Com indagações de Arthur, Motta passou a falar sobre nomes da música brasileira com quem teve contato, como o produtor e cantor Aloysio de Oliveira e o produtor André Midani. A conversa, mais tarde, também passaria por nomes como Tim Bernardes e Fernanda Takai.
Motta comentou sobre o documentário Elis e Tom, Só Tinha de Ser com Você, o qual assinou o roteiro. Com direção de Roberto de Oliveira, o filme entrou em cartaz em setembro. De acordo com o jornalista, Elis não via graça em cantar bossa nova, pois ela gostava mesmo era de expor sua voz, ao contrário do canto mais contido do estilo. Já Tom não via graça em Elis, pois não gostava de "gritaria".
Conforme relatou Motta, saiu faísca no encontro entre os dois em estúdio. Porém, durante o processo, eles foram se aproximando. A música juntou os dois artistas.
— Se tivesse mais uma semana, ia rolar. Só não teve beijo na boca. Poucas vezes se viu algo assim, com assombrosas qualidade — brincou Motta.
Ele ressaltou que seu roteiro original foi estruturado como uma história de amor, de encontros e desencontros, mas que virou outro filme na montagem. Motta também discorreu sobre o envolvimento de Elis com drogas e a morte dela, a qual afastou a hipótese de suicídio.
Tim Maia foi outro tópico abordado por Motta. Para ele, o cantor ficaria feliz com o reconhecimento que ainda tem hoje, já que estava desvalorizado em seus últimos anos.
— O forte do Tim era o humor, as piadas. Também suas opiniões críticas sobre música brasileira. Quando faltava pauta em jornal, era só ligar para o Tim Maia, ja garantia uma manchete escandalosa — divertiu-se Motta.
O jornalista e escritor Eduardo Bueno, presente na plateia, questionou se não iriam falar sobre o "tricolor Lupicínio Rodrigues". Após algumas brincadeiras, Arthur discorreu sobre a relação do compositor com o Grêmio.
Para Motta, Lupicínio sempre foi um ídolo, que conseguia transformar rancor e ódio em arte:
— Sempre o achei assombroso. Era uma forma de curar a dor de corno, do sofrimento passar. Com o tempo, a dor passa, e a arte fica.

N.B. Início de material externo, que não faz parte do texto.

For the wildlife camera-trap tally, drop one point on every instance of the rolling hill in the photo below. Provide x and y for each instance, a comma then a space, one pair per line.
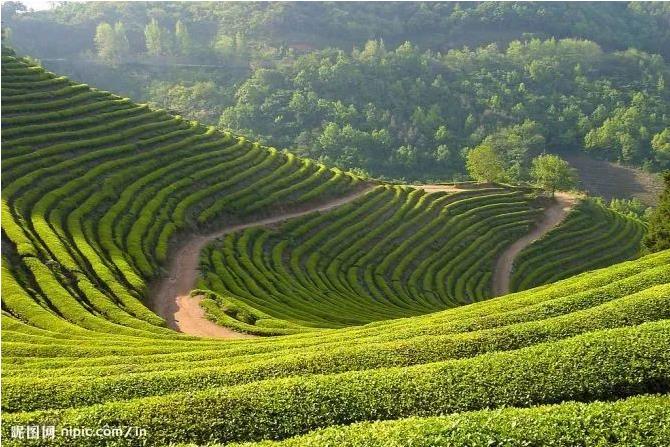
385, 290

Arthur lembrou de quando conversou com Elza Soares, questionando-a sobre a regravação de Vingança.
— Perguntei se ela estava sendo irônica na interpretação. Elza respondeu: "Evidente! Como não ser irônica com aquela letra?" — relatou Arthur.
No final, Motta foi indagado sobre qual projeto queria ter realizado, mas não conseguiu. Ele respondeu que sonhava com um disco que juntasse João Gilberto e Miles Davis.
— Atualmente, com inteligência artificial, fica moleza — provocou Motta.